スパイダーシルクとしては、例えば、オニグモ、ニワオニグモ、アカオニグモ、アオオニグモ及びマメオニグモ等のオニグモ属（Ａｒａｎｅｕｓ属）に属するクモ、ヤマシロオニグモ、イエオニグモ、ドヨウオニグモ及びサツマノミダマシ等のヒメオニグモ属（Ｎｅｏｓｃｏｎａ属）に属するクモ、コオニグモモドキ等のコオニグモモドキ属（Ｐｒｏｎｕｓ属）に属するクモ、トリノフンダマシ及びオオトリノフンダマシ等のトリノフンダマシ属（Ｃｙｒｔａｒａｃｈｎｅ属）に属するクモ、トゲグモ及びチブサトゲグモ等のトゲグモ属（Ｇａｓｔｅｒａｃａｎｔｈａ属）に属するクモ、マメイタイセキグモ及びムツトゲイセキグモ等のイセキグモ属（Ｏｒｄｇａｒｉｕｓ属）に属するクモ、コガネグモ、コガタコガネグモ及びナガコガネグモ等のコガネグモ属（Ａｒｇｉｏｐｅ属）に属するクモ、キジロオヒキグモ等のオヒキグモ属（Ａｒａｃｈｎｕｒａ属）に属するクモ、ハツリグモ等のハツリグモ属（Ａｃｕｓｉｌａｓ属）に属するクモ、スズミグモ、キヌアミグモ及びハラビロスズミグモ等のスズミグモ属（Ｃｙｔｏｐｈｏｒａ属）に属するクモ、ゲホウグモ等のゲホウグモ属（Ｐｏｌｔｙｓ属）に属するクモ、ゴミグモ、ヨツデゴミグモ、マルゴミグモ及びカラスゴミグモ等のゴミグモ属（Ｃｙｃｌｏｓａ属）に属するクモ、及びヤマトカナエグモ等のカナエグモ属（Ｃｈｏｒｉｚｏｐｅｓ属）に属するクモが産生するスパイダーシルクタンパク質、並びにアシナガグモ、ヤサガタアシナガグモ、ハラビロアシダカグモ及びウロコアシナガグモ等のアシナガグモ属（Ｔｅｔｒａｇｎａｔｈａ属）に属するクモ、オオシロカネグモ、チュウガタシロカネグモ及びコシロカネグモ等のシロカネグモ属（Ｌｅｕｃａｕｇｅ属）に属するクモ、ジョロウグモ及びオオジョロウグモ等のジョロウグモ属（Ｎｅｐｈｉｌａ属）に属するクモ、キンヨウグモ等のアズミグモ属（Ｍｅｎｏｓｉｒａ属）に属するクモ、ヒメアシナガグモ等のヒメアシナガグモ属（Ｄｙｓｃｈｉｒｉｏｇｎａｔｈａ属）に属するクモ、クロゴケグモ、セアカゴケグモ、ハイイロゴケグモ及びジュウサンボシゴケグモ等のゴケグモ属（Ｌａｔｒｏｄｅｃｔｕｓ属）に属するクモ、及びユープロステノプス属（Ｅｕｐｒｏｓｔｈｅｎｏｐｓ属）に属するクモ等のアシナガグモ科（Ｔｅｔｒａｇｎａｔｈｉｄａｅ科）に属するクモが産生するスパイダーシルク等が挙げられる。

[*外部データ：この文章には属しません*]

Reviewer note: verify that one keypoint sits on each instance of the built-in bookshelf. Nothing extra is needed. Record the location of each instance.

フィブロイン様タンパク質であるスパイダーシルク又はカイコシルク由来のタンパク質として、例えば、式１：［（Ａ）_ｎモチーフ−ＲＥＰ］_ｍで表されるドメイン配列を含むタンパク質（ここで、式１中、（Ａ）_ｎモチーフは４〜２０アミノ酸残基から構成されるアミノ酸配列を示し、かつ（Ａ）_ｎモチーフ中の全アミノ酸残基数に対するアラニン残基数が８０％以上である。ＲＥＰは１０〜２００アミノ酸残基から構成されるアミノ酸配列を示す。ｍは８〜３００の整数を示す。複数存在する（Ａ）_ｎモチーフは、互いに同一のアミノ酸配列でもよく、異なるアミノ酸配列でもよい。複数存在するＲＥＰは、互いに同一のアミノ酸配列でもよく、異なるアミノ酸配列でもよい。）を挙げることができる。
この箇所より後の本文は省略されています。